The Cathedral City Council voted unanimously Oct. 22 to accept an Assistance to Firefighters Grant (AFG) awarded by the Federal Emergency Management Agency to fund training intended to build regional-level hazardous-materials, technical-rescue and swift-water capabilities.
Fire Chief Michael Contreras said the department applied for the grant to accelerate specialized training after lessons learned from Tropical Storm Hillary and other regional incidents. The grant award covers $877,703.63 in FEMA funding with a required local match of $87,770.37, for a combined project total of $965,474. Chief Contreras said the package covers training, travel, lodging and overtime/backfill for personnel and is designed to certify 24 firefighters in HAZMAT, technical rescue (rope/rope rescue) and swift-water operations.

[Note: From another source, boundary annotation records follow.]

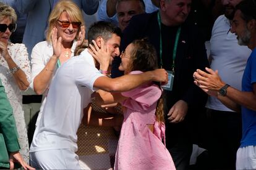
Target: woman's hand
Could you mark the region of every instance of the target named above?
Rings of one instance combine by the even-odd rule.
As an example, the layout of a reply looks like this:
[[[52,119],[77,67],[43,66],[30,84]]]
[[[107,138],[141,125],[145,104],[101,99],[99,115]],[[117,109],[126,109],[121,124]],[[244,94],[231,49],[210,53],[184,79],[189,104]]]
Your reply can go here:
[[[99,48],[96,42],[93,40],[93,46],[89,44],[88,52],[100,63],[100,69],[107,71],[109,65],[109,60],[111,53],[105,45],[103,39],[101,39],[101,47]]]
[[[35,168],[28,165],[23,160],[20,153],[19,152],[11,152],[10,153],[10,169],[14,168],[14,163],[17,162],[22,166],[24,169],[35,169]]]
[[[11,58],[7,50],[7,45],[8,44],[0,41],[0,53],[6,60]]]
[[[84,25],[81,26],[80,31],[79,33],[79,38],[77,42],[77,47],[82,44],[85,39],[85,27]]]
[[[56,27],[51,31],[51,42],[53,44],[53,55],[59,58],[61,54],[61,41],[62,38],[60,36],[58,38],[58,30]]]

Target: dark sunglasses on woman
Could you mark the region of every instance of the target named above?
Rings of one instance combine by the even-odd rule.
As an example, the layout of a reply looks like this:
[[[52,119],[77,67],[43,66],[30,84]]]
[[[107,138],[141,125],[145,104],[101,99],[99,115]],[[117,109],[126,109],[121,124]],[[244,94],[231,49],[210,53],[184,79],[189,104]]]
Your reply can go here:
[[[9,25],[7,25],[5,23],[0,24],[0,32],[4,33],[6,31],[7,28],[8,28],[9,30],[11,32],[13,33],[16,30],[17,24],[16,23],[10,23]]]
[[[61,21],[59,20],[58,20],[58,21],[61,23],[61,27],[65,28],[67,28],[67,27],[69,26],[70,24],[72,24],[72,26],[73,26],[74,28],[77,29],[79,28],[80,25],[81,25],[81,23],[80,22],[69,22],[68,21]]]

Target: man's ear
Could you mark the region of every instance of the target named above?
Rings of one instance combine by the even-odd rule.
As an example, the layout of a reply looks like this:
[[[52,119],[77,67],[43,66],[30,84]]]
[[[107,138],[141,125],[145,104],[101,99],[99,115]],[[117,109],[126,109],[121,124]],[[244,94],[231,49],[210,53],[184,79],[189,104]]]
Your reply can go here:
[[[256,30],[256,20],[255,19],[252,19],[248,22],[247,28],[249,30]]]
[[[100,48],[101,47],[101,43],[102,43],[102,37],[98,36],[96,38],[95,40],[96,44],[97,44],[98,47]]]

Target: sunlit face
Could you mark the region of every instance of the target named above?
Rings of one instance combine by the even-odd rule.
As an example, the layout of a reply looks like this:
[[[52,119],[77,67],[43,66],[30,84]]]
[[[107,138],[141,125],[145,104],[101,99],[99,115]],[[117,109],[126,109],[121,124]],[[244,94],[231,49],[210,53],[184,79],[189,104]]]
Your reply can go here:
[[[6,17],[4,20],[0,21],[0,23],[6,24],[7,25],[9,25],[12,22],[9,19],[8,17]],[[7,28],[4,32],[0,31],[0,41],[7,44],[11,34],[12,32],[10,31],[9,28]]]
[[[241,46],[248,46],[250,40],[250,32],[247,24],[241,17],[241,11],[237,10],[232,22],[231,32],[237,36],[238,44]]]
[[[69,22],[70,23],[77,21],[73,21],[69,17],[67,12],[64,12],[59,18],[59,20],[64,22]],[[72,24],[69,25],[67,28],[62,28],[61,26],[61,23],[56,21],[57,29],[58,36],[61,36],[62,38],[62,41],[66,42],[70,42],[74,41],[77,34],[79,28],[74,28]]]
[[[118,2],[116,6],[116,14],[117,14],[119,27],[123,31],[128,25],[132,16],[143,12],[139,1],[128,0]]]
[[[132,55],[132,51],[134,48],[134,44],[132,44],[132,43],[130,43],[120,55],[122,60],[122,62],[120,63],[120,66],[118,68],[120,71],[127,71],[128,65],[131,61],[130,56]]]
[[[110,50],[111,52],[111,57],[109,60],[109,65],[112,65],[112,62],[114,60],[114,57],[119,56],[120,55],[119,46],[121,42],[121,37],[113,34],[110,39],[108,39],[106,42],[107,47]]]
[[[166,22],[173,25],[179,25],[189,15],[191,0],[161,0],[160,6]]]
[[[224,15],[229,20],[234,17],[234,8],[242,0],[222,0],[222,4],[224,7]]]

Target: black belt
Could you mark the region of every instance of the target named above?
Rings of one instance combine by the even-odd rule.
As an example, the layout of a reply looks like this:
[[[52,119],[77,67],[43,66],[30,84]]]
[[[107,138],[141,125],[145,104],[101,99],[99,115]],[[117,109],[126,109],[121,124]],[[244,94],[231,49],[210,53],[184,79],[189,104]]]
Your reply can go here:
[[[42,95],[23,95],[22,97],[22,104],[29,104],[32,103],[41,103]]]

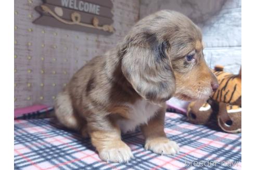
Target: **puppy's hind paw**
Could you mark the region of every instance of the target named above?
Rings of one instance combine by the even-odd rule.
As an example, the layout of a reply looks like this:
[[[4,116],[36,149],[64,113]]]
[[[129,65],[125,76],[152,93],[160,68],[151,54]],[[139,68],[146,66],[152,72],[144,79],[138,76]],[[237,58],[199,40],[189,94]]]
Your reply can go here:
[[[145,148],[161,155],[174,155],[178,152],[180,147],[174,141],[166,137],[157,137],[146,142]]]
[[[99,152],[100,159],[107,162],[128,162],[133,155],[126,144],[117,145],[114,147],[106,147]]]

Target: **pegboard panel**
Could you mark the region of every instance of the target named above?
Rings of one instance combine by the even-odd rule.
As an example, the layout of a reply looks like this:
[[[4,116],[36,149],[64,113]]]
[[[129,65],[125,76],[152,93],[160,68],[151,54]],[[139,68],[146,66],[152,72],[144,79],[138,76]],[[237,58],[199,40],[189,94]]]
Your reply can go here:
[[[97,35],[32,23],[41,0],[15,0],[15,108],[53,105],[73,74],[120,40],[137,22],[139,0],[113,0],[114,34]]]

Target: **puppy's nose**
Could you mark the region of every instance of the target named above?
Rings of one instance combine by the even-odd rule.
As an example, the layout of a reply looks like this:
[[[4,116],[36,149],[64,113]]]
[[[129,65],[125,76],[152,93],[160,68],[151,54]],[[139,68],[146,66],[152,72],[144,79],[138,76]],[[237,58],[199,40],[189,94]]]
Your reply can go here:
[[[212,82],[211,83],[212,91],[215,92],[219,88],[219,83],[217,82]]]

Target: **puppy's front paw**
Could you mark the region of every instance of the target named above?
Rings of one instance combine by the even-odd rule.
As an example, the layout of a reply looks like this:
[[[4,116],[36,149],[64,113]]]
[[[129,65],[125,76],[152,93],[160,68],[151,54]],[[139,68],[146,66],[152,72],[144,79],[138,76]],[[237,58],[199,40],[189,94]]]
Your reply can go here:
[[[133,155],[131,149],[123,141],[114,142],[116,144],[105,148],[99,152],[99,158],[107,162],[128,162]]]
[[[147,140],[145,148],[161,154],[174,154],[180,150],[180,147],[176,142],[164,137]]]

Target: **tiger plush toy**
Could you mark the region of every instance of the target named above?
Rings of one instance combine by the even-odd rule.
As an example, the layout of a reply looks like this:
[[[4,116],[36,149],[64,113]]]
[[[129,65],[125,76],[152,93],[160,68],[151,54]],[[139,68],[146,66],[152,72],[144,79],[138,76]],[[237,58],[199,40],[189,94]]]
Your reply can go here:
[[[187,116],[190,122],[206,124],[216,115],[219,126],[225,132],[241,132],[241,68],[238,75],[223,71],[223,67],[216,66],[213,70],[219,87],[207,101],[196,101],[188,106]]]

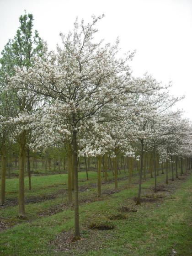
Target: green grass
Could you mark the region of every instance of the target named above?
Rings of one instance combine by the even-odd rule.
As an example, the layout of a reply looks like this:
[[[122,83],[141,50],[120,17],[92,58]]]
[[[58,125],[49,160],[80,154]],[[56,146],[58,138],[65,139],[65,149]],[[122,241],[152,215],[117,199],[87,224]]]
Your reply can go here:
[[[95,173],[93,173],[94,176]],[[82,173],[82,175],[80,180],[83,178],[83,176],[85,178],[83,175],[85,174]],[[45,187],[53,184],[51,182],[51,177],[55,176],[50,176],[47,178],[47,178],[46,181],[43,181],[42,179]],[[62,180],[64,180],[64,175],[62,175],[61,177]],[[135,182],[137,178],[133,179],[133,182]],[[54,181],[54,184],[60,182],[59,175],[56,175],[55,179],[52,179]],[[96,176],[93,176],[92,179],[90,182],[96,181]],[[165,176],[159,176],[158,180],[164,181]],[[85,184],[85,182],[82,183],[83,185]],[[153,179],[145,182],[142,185],[143,192],[148,192],[154,183]],[[40,181],[37,181],[37,189],[41,187],[41,184],[42,185]],[[91,231],[94,232],[93,236],[93,233],[87,227],[96,217],[107,218],[112,214],[119,213],[118,209],[121,205],[134,205],[131,198],[137,196],[138,185],[133,184],[128,189],[128,186],[126,187],[127,180],[119,181],[118,184],[120,187],[124,188],[119,192],[103,196],[102,201],[80,205],[80,223],[84,240],[76,242],[79,243],[77,249],[73,248],[75,246],[74,243],[69,251],[55,251],[54,249],[56,247],[51,243],[61,232],[73,230],[73,209],[68,208],[52,216],[33,219],[38,212],[48,209],[51,205],[53,206],[53,203],[60,203],[61,198],[58,197],[50,201],[47,200],[26,205],[28,219],[0,233],[0,255],[168,256],[171,255],[173,249],[177,252],[177,256],[191,255],[191,176],[186,181],[179,183],[178,188],[173,194],[161,192],[164,197],[162,203],[157,201],[153,203],[143,203],[137,207],[136,213],[126,213],[128,218],[126,219],[112,221],[115,226],[114,229]],[[174,182],[171,186],[173,184]],[[102,186],[103,189],[111,189],[113,187],[112,183]],[[93,188],[87,192],[80,193],[80,199],[95,197],[96,194],[96,188]],[[15,216],[16,207],[7,207],[1,210],[3,215],[5,217],[6,214],[10,214],[11,212],[12,216]],[[85,247],[85,244],[88,247]]]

Contreras told the council the grant would allow the department to reach a training level that would otherwise take many years and that locally based, state-certified instructors will help keep long-term costs down by enabling future training in-house. He said the training plan covers 16 classes over approximately 14 weeks of instruction for participants, but staff have asked FEMA whether the schedule can be extended beyond two years because the program is intensive.
Councilmembers asked about equipment needs and long-term recertification. The chief said the grant does not cover major equipment purchases (personal protective suits, specialized trailers), and the department will seek other grants, cost-share opportunities or donations to cover equipment. He said the department’s plan prioritizes swift-water training first because of local flash-flood risk and that training could be staged so smaller cohorts are trained sooner.
Councilmember Gutierrez moved approval of grant acceptance and the local match; Councilmember Carnivale seconded. The motion carried on a unanimous vote. Staff will execute grant documents and begin scheduling training and backfill per FEMA procedures.